Игнат отрешенно поглядел на отца, соображая, в чем же он упрекнул его.
У высокой подводы Назарьевы увидали прасола Дорофея. Окружили его ребятишки, и каждый совал в руки старую галошу, поношенный ботинок, изодранную стеганку. Дорофей, вскинув руки, как циркач, открывал сундучок и взамен тряпья вручал детям мячики, глиняные свистки, бумажные шарики на резинках. Взглянув на Назарьевых, Дорофей ничуть не смутился, будто занимался этим ремеслом с давних пор.
— А-а, здорово, станишники! Игнат, милушка! Не видались-то как долго! — Прасол долго и крепко пожимал руку Игната. — Казачонка не родил? А то вот самую лучшую игрушку… — Дорофей ловко выхватил из сундучка глиняного коня с красивым седлом, в белых носочках.
— Чего живых коней бросил? — спросил Игнат.
— Жизнь не указала. Не время, браток, гарцевать. Погодим. Поглядим. Сам Деян-образник певучими канарейками торгует. Да, вот и опять свиделись.
Игнат глянул на толпу, сказал:
— Будто все как и было. Правда? Старина вернулась.
— Если хорошо приглядеться, то не все как было. Да, не все. — И Дорофей поугрюмел, перевел взгляд на милиционера, что будто на прогулке, заложив руки за спину, похаживал между торговыми рядами.
Отец провожал Игната до окраины станицы. Молчали долго, каждый, казалось, думал о своем.
— Как дальше повернется жизнь? — спросил отец.
Сын не ответил; хотел об этом отца спросить. «Не должно быть так долго, — подумал Назарьев-младший. — Жизнь такая вольная до поры до времени».
Назарьевых обгоняли стайки девчат в красных косынках, с обновами в узелках.
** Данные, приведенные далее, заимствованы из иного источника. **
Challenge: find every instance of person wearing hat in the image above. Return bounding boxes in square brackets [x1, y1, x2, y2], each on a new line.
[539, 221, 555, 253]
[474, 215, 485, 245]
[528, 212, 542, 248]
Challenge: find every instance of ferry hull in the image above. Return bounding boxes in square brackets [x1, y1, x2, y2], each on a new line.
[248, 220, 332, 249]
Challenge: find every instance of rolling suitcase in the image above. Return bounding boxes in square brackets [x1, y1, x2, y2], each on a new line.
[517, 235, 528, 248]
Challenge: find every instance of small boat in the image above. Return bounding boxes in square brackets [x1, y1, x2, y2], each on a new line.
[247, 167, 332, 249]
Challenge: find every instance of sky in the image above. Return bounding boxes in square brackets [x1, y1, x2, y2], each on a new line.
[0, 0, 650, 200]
Хуторянки за станицей снимали ботинки и чирики, шлепали босые по теплой пыльной дороге.
— Над нашим мостом — Назарьевским — флаг красный повесили. Вот как. А ить мы его с батей на свои кровные денежки… — Гаврила судорожно сглотнул слюну. И после вздохов, долгого молчания: — Приходи. Хоть погорюем вместе.
Знакомою дорогой, не торопясь, вышагивал Игнат. Вечерело. В оранжевом небе кружили вороны и тоскливо кричали, отыскивая место для ночлега. Редкие поблеклые кусты боярышника казались черными.
Игнат в первый раз увидал Любаву летом, а теперь — осень, осень…
«А что, ежели она, как и Нинка Батлукова, на житье в хутор заявится? — спросил себя Назарьев и слегка испугался этого нелепого предположения. — Нет, не может этого быть. Не жить нам в одном хуторе».
Он остановился на мосту, поглядел на вспененную у берегов воду, перевел взгляд на старый одинокий дуб…
…Морозным январским вечером над хутором поплыл тревожный колокольный звон. Он стлался над заснеженными полями и балками; тягучий, неутихающий, казалось обволакивающий все вокруг. Пелагея заметалась возле окон, раздернула занавески.
— Может, пожар где?.. Беда какая-то случилась. Беда… Давно не звонили так.
А немного погодя, когда стих колокольный гуд, дверь распахнул Демочка — растерянный и посиневший от холода.
— Ленин… умер, — прошептал он. Губы у парня дрожали. Потоптался молча и, не надевая шапки, вышел.
Утром зазвонили опять — коротко, тревожно. Игнат подул на замерзшее окно и увидел в оттаявший кружочек, как неторопливо, вереницею шли к Совету хуторяне. Не завтракая, не сговариваясь, оделись Игнат и Пелагея.